| March 22, 2011
No more kicking the COLA can down the road
The dire financial condition of Oklahoma’s state pension systems is an undeniable reality. This is due to numerous factors, including irresponsible legislative action, employee union lobbying, lack of transparency in reporting the conditions of the systems, and overextension of benefits to beneficiaries. The task of dealing with $16.1 billion in unfunded liabilities is daunting, but OCPA has recommended several reforms to address the problems.
One common-sense reform we recommend is to require the legislature to pre-fund cost of living adjustments (COLAs) before they are granted to members and beneficiaries. Until a few years ago, the legislature regularly granted COLAs without paying for them—hence our $16.1 billion liability today.

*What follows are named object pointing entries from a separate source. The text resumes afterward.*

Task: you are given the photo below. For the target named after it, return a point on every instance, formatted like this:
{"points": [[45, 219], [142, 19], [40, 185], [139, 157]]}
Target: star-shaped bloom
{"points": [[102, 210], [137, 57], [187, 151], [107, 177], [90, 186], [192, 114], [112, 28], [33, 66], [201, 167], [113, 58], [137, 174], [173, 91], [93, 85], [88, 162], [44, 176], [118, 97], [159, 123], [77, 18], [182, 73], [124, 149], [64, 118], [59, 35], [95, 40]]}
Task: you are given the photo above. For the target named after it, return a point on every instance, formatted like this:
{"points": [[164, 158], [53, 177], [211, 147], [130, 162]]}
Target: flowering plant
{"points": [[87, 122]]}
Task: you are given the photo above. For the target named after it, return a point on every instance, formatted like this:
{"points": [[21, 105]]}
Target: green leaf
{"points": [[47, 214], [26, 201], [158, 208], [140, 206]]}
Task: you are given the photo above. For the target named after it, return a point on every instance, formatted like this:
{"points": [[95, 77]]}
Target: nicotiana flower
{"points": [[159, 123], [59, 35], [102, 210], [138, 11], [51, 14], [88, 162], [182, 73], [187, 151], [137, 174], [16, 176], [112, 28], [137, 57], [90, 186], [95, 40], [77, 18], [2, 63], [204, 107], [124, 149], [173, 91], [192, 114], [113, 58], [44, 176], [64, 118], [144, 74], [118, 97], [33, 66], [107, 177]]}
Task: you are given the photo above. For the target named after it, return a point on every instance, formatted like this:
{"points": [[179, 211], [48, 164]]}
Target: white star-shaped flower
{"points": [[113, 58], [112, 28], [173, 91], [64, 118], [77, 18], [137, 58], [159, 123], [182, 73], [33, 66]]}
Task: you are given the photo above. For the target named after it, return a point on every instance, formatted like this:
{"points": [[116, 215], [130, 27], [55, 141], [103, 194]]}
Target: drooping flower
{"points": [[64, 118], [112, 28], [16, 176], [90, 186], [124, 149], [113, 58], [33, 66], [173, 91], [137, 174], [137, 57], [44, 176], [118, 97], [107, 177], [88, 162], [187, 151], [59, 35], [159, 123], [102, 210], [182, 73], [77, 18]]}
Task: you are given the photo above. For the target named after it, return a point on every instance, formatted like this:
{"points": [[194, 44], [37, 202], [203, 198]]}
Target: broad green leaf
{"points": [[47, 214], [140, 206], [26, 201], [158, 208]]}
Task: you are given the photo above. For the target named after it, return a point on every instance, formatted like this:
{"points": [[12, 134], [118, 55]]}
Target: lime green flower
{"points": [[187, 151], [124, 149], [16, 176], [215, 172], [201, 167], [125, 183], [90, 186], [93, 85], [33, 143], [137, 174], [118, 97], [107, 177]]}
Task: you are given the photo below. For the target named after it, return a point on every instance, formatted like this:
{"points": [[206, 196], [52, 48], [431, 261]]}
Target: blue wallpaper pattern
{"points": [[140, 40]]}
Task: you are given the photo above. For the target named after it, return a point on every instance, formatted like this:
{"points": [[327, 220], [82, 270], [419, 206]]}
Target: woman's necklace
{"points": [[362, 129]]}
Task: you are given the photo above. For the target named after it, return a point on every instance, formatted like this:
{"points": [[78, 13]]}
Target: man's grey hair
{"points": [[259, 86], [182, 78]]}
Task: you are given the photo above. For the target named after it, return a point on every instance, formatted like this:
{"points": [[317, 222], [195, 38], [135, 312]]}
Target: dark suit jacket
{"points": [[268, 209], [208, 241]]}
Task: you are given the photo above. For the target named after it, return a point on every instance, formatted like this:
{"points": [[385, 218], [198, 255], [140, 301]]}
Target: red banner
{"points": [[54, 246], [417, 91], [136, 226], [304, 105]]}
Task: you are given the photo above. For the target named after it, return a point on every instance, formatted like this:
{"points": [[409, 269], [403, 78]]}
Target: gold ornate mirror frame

A portion of the unfunded liability of the pension systems is due to unfunded COLAs. Requiring COLAs to be funded will dramatically reduce this unfunded liability. According to each system’s actuarial report, requiring COLAs to be funded would result in the following:
Teachers Retirement System—unfunded liability decreases from $10.4 billion to $7.5 billion and the system’s funded status increases from 48% to 56%
Public Employees Retirement System—unfunded liability decreases from $3.2 billion to $1.7 billion and the system’s funded status increases from 66% to 78.8%
Uniform Retirement System for Justices and Judges—unfunded liability decreases from $52.8 million to $8.6 million and the system’s funded status increases from 81.3% to 96.4%
Police Pensions and Retirement System—unfunded liability decreases from $688.8 million to $234.8 million and the system’s funded status increases from 71.6% to 88.1%
Law Enforcement Retirement System—this system has a traditional COLA and a COLA called the half-pay adjustment; if both are funded before being granted, unfunded liability decreases from $239 million to $18 million and the system’s funded status increases from 73.3% to 97.4%
Firefighters Pension and Retirement System—unfunded liability decreases from $1.4 billion to approximately $1 billion, and the system’s funded status increases from 53.4% to approximately 60%
It may seem hard to believe, but simply taking the common-sense step of paying for spending, and not strapping future generations with debt, will immediately eliminate more than $5 billion of the state’s unfunded liability. Implementing this reform lays the groundwork for other much-needed pension reforms, such as defined contribution plans for non-hazard-duty new hires. We hope that lawmakers will quickly pass such a reform, and stop treating our pensions systems like the federal government treats its entire budget.